Sethra Lavode must be the new Steven Brust Vlad Taltos novel.
It isn't a new Vlad novel, but rather the third part of the Viscount of Adrilankha (the first being The Paths of the Dead, and the second was The Lord of Castle Black). Viscount is kind of a bridge between the Khaavren "Phoenix Guards" novels and the Vlad novels.
I highly recommend them, especially if you already read Brust.
ETA: Sethra was originally titled "The Enchantress of Dzur Mountain", which is a much more fitting title, I think, but the publisher thought people would have too much trouble with the "dzur" part of the title. How many people would be coming to the third book of a novel and be too weirded out to buy the novel? One of those "you can't underestimate the ability of publishers to underestimate the reader" things, I guess. Twenty years of Steven peppering his novels with hungarian phrases and references, and readers will be chased off by "dzur". Gah!
t /rant
she was the sort of teacher who claimed that any interpretation of the text other than the one in the teachers manual was wrong.
Gah. Shudder. Too bad they let her teach anything. (Of course, I had a strict Creationist as my Biology teacher, so maybe learning to identify bias is the valuable lesson here).
I never got parentally censored in reading, although I know some of my more mind-candy choices (movie novelizations, etc) dismayed my parents. They were both teachers, and we had rooms of books, and anything on them was fair game, and also able to be discussed at any time.

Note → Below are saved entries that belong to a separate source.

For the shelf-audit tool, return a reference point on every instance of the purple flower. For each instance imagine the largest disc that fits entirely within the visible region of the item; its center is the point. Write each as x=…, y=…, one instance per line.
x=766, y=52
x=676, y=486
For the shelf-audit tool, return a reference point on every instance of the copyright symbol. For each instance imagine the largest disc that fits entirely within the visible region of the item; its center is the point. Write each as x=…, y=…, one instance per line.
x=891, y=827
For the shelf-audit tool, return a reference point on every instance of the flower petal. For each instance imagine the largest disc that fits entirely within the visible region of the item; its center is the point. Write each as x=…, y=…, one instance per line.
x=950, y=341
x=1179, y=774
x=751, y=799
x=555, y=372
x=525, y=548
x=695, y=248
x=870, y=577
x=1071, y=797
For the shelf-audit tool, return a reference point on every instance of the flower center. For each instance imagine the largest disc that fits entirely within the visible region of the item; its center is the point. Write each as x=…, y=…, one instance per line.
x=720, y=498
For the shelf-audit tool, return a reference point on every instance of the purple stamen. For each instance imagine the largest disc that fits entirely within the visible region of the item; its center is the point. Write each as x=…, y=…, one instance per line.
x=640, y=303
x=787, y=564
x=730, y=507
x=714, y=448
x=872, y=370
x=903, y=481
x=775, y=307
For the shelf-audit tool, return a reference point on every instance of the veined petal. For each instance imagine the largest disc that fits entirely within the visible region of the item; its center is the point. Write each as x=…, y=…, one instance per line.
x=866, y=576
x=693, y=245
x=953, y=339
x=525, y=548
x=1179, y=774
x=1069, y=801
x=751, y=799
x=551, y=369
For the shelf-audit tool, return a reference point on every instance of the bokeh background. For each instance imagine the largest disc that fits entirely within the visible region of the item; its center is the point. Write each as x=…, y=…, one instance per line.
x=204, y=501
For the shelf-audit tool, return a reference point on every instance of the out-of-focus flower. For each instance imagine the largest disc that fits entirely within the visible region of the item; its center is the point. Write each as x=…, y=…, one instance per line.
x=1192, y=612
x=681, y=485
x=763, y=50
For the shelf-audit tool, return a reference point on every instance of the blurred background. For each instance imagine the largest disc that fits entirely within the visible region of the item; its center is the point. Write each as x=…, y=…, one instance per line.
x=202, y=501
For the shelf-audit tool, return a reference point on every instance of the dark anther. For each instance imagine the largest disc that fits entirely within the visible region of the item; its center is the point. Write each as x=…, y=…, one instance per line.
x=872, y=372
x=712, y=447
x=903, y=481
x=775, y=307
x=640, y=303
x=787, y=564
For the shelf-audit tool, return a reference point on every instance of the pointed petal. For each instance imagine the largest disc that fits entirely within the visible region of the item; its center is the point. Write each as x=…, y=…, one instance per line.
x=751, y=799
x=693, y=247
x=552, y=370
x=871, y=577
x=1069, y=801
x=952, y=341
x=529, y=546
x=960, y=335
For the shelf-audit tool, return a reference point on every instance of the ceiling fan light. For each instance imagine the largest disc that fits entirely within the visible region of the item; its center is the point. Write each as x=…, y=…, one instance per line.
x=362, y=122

I DID get in constant trouble for reading in a poor position, reading at the table, or reading in dim light.
I DID get in constant trouble for reading in a poor position, reading at the table, or reading in dim light.
...reading under the covers at night with a flashlight...
I got in trouble for reading at night without the flashlight.
What can I say, I ate lots of carrots.
I learned to angle my book just right so that I could read by the night light.
I could never read at night with the flashlight, because I hate having anything over my head.
I had a 25-watt night light (a life-size goose). I still got in trouble for "reading in the dark."
The fact that I wore big ol' glasses until the laser surgery has no relation to this habit.
I used to read in the back of the station wagon by the lights of the cars behind us on the highway.
Yes, I am the only member of my family to require glasses before the age of 40. I started at 14.